Auch in Holly Phillips’ zweitem Roman The Engine’s Child (2008) steht eine junge Frau im Mittelpunkt der Handlung: Moth ist ein Kind der Gezeitenslums und somit eine Ausnahme unter den Lehrlingen eines religiösen Ordens, der mit rigiden Mitteln die Gesellschaft bzw. das ganze Leben auf der Insel Rasnan kontrolliert. Was Gründe hat, denn um Rasnan herum gibt es nichts als einen riesigen Ozean, und die Menschen, die dort (mit Mitteln und aus Gründen, die das Setting – je nach Lesart bzw. der Überzeugung bestimmter Figuren – mal als SF, mal als Fantasy verorten) Zuflucht gefunden haben, können nirgendwo sonst leben. Sie leben allerdings unterschiedlich gut, je nachdem, zu welcher gesellschaftlichen Gruppierung sie gehören. Angesichts ihres unterprivilegierten Hintergrunds ist es kein Wunder, dass Moth rebellische Gedanken hegt – und da sie die (magische?) Macht des Mundab genannten Ozeans nutzen kann, haben ihre Pläne durchaus Aussicht auf Erfolg. Allerdings kann zwischen der Entwicklung eines Plans und dessen Umsetzung viel passieren … The Engine’s Child ist kein einfacher Roman, denn Hintergrund, Setting und der eigentliche Plot sind deutlich komplexer als hier angedeutet und werden von etlichen Gegensatzpaaren geprägt. Dessen umgeachtet ist der Roman stilistisch wieder brillant erzählt, was es einem leichter macht, mit der nicht immer nur sympathischen Heldin klarzukommen.

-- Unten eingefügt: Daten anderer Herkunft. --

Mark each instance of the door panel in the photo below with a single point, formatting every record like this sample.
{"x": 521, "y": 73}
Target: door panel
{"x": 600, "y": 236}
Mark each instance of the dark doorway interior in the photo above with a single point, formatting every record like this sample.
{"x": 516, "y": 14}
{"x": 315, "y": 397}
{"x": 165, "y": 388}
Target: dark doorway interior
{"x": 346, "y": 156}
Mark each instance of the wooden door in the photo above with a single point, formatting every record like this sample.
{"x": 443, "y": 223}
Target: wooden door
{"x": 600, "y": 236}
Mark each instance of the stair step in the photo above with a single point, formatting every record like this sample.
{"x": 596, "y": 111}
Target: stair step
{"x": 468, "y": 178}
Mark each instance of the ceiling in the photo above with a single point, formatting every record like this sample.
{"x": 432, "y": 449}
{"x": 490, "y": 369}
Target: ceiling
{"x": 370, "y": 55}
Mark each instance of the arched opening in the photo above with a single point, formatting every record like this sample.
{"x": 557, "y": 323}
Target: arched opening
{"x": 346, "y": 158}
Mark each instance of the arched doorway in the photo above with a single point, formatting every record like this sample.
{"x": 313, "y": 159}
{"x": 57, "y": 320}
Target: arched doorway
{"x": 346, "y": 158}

Parallel zu ihren Romanen und danach hat Holly Phillips weitere Stories veröffentlicht – ein paar davon wurden in dem Band At the Edge of Waking (2012) gesammelt – doch insgesamt ist ihr Ausstoß in den letzten Jahren deutlich geringer geworden. Ob das mit ihrem Gesundheitszustand zu tun hat (bereits in den 90er Jahren wurde bei ihr Fibromyalgie diagnostiziert) oder damit, dass der Markt für ihre ziemlich weit weg vom derzeit angesagten Fantasy-Mainstream angesiedelten Geschichten und Romane kleiner geworden ist, lässt sich aus der Ferne nicht beurteilen. Was die Tatsache an sich nicht weniger bedauerlich macht.